How Retraced Manages Infrastructure
At Retraced, Oracle cloud is the heart of our Infrastructure with our Compute, Database and files running on Oracle Cloud Infrastructure. While Oracle has wonderful managed services particularly the Autonomous transaction processing database, we still would not want to miss the Cloudflare's expertise in edge management—whether it’s DNS management, automated TLS/SSL management, WAF, or DDoS protection. Similarly, Entra ID (formerly Microsoft Azure AD) excels as a centralized IAM tool, not just for setting up SSO across different platforms but also for mobile device management.
We embraced a poly cloud approach to leverage the best solutions for each use case. However, this approach brings its own set of complexities in provisioning, maintaining, and upgrading infrastructure and software components.
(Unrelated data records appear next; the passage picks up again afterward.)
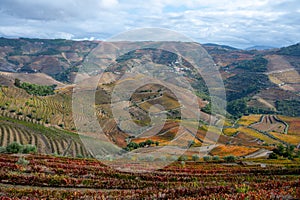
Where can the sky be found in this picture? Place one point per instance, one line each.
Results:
(239, 23)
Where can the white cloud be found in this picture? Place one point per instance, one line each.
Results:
(239, 23)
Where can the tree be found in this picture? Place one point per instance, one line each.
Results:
(17, 82)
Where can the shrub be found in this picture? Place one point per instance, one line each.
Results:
(29, 149)
(2, 149)
(14, 148)
(183, 158)
(216, 158)
(22, 161)
(229, 158)
(273, 156)
(206, 158)
(195, 157)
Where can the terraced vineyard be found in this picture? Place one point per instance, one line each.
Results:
(54, 110)
(47, 140)
(65, 178)
(271, 123)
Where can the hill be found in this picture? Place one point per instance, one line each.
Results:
(262, 88)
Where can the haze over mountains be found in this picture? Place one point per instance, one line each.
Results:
(264, 84)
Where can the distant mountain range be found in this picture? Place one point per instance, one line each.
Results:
(251, 75)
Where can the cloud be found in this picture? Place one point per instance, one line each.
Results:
(239, 23)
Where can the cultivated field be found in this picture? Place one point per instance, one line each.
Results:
(64, 178)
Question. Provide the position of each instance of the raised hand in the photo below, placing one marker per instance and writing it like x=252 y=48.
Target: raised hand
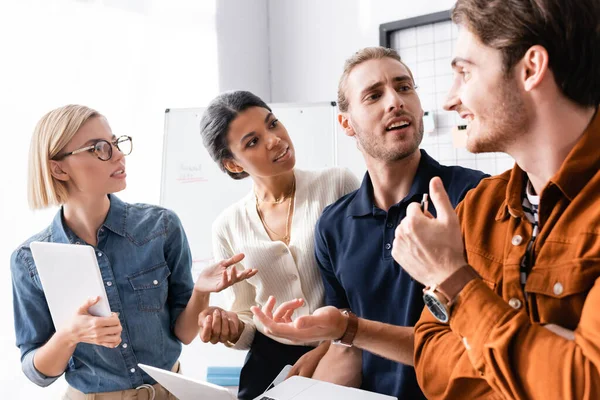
x=326 y=323
x=102 y=331
x=430 y=249
x=219 y=326
x=219 y=276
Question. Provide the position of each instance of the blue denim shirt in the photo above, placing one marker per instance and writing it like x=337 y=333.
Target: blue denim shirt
x=145 y=262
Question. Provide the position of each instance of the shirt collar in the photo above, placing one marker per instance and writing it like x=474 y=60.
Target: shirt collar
x=575 y=172
x=115 y=222
x=363 y=203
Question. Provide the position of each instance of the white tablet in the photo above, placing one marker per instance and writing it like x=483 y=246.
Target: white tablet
x=70 y=276
x=185 y=388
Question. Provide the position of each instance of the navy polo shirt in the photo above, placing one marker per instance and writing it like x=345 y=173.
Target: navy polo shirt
x=353 y=246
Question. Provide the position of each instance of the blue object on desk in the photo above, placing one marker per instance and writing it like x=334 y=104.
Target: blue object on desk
x=224 y=376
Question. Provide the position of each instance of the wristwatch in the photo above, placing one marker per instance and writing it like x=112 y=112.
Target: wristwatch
x=351 y=328
x=439 y=298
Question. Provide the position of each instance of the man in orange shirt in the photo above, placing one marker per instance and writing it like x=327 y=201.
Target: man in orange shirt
x=513 y=280
x=512 y=303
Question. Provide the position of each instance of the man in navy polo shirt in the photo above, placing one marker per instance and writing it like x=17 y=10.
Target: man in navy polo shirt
x=380 y=108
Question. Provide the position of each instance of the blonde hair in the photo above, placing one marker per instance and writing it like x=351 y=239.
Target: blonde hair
x=366 y=54
x=51 y=135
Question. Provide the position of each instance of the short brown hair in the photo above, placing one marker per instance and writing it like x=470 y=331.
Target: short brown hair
x=366 y=54
x=52 y=133
x=569 y=30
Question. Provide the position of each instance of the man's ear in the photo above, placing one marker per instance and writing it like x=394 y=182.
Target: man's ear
x=231 y=166
x=344 y=121
x=534 y=67
x=57 y=171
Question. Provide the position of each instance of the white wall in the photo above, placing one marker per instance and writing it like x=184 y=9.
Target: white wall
x=310 y=39
x=243 y=46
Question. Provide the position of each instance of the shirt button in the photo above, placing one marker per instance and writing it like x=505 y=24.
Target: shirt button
x=515 y=303
x=557 y=289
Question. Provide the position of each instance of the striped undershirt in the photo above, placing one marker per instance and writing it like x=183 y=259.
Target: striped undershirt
x=531 y=202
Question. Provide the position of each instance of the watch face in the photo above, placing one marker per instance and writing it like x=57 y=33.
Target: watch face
x=437 y=309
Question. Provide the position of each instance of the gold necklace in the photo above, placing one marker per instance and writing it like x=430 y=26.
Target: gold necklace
x=286 y=238
x=279 y=200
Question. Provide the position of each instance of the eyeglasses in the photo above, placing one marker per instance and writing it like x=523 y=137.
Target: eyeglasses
x=103 y=148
Here’s a breakdown of the various clouds we’ve adopted:
Provider | Use cases |
---|---|
Cloudflare |
Networking & Edge: DNS, Rate limiting Security: Zero trust, WAF & DDoS Protection Workers for UI/Frontend, Caching and some event driven services |
Oracle Cloud Infrastructure |
Compute: Oracle Kubernetes Engine Database: Autonomous Transaction Processing, Autonomous Data warehouse Object storage: Files Management Container Registry: Oracle Container image registry |
Azure |
IAM: Entra ID Artificial Intelligence: Azure Open AI Services |
AWS |
Message Queue: Rabbit MQ Email Services: Simple Email service |
Yes, we are one of the few companies using Oracle Cloud Infrastructure. We chose it for its exceptional autonomous transaction processing databases, ensuring our compute and object storage are as close to the database as possible.
In addition to these, we utilize various SaaS providers, including development and automation tools such as HashiCorp Terraform Cloud, GitHub Enterprise, and Doppler.
High level overview of our architecture
Managing our poly cloud infrastructure with a small team dedicated to infrastructure operations relies on several key factors:
🦾 Managed Services
We strongly believe in the principle of buy before build. We avoid reinventing the wheel unless absolutely necessary. All our adopted services are fully managed - or in best case autonomous - which minimizes maintenance overhead and provides peace of mind regarding availability. Downtime for maintenance is rare.
📜Infrastructure as Code
We adopted Terraform to provision, deprovision and upgrade our infrastructure. All modules and workflows are stored in a dedicated repository and orchestrated through GitHub Actions. Terraform Cloud manages our state, ensuring efficient state locking.
The following demonstrates the workflow of how a new microservice is provisioned:
📂 A new branch is created → 📝 New module/resource added in the code → 🔃 Pull request is created → ⚙️ Pull request triggers the plan workflow → 👀 Reviewer reviews both the changes and the plan → 🚀 Merge triggers the Terraform deployment pipeline
We've taken this a step further by enabling developer self-service. Developers can create a microservice through GitHub, which sets up everything from a repository and Doppler project to Kubernetes deployment. They can also provision an Azure Open AI service without logging into the Azure portal. (We will discuss the self-service workflows in another article).
🙌🏾 Keeping it Simple
Counterintuitive as it may seem, simplicity is key to managing complex infrastructure. We focus on implementing the simplest solutions that meet our needs, even if it means not using the latest technology or tools. For example, we use a simple kubectl patch
command for releases instead of more complex tools like Helm or Argo CD, given our straightforward microservices structure. This strategy helps minimize technical debt and keeps our system manageable.
📝Documentation and Communication
Documenting all changes is crucial for effective infrastructure management. We primarily document within the code, such as with Terraform. When code documentation isn’t possible, we use Notion and track all changes in our Significant Changes database. This practice ensures a clear record of actions taken, aiding in troubleshooting when issues arise. We communicate all changes to our technology department and the entire organization as necessary, fostering transparency and collaboration.
These strategies not only help us run our operations smoothly but also keep our infrastructure and software components up-to-date.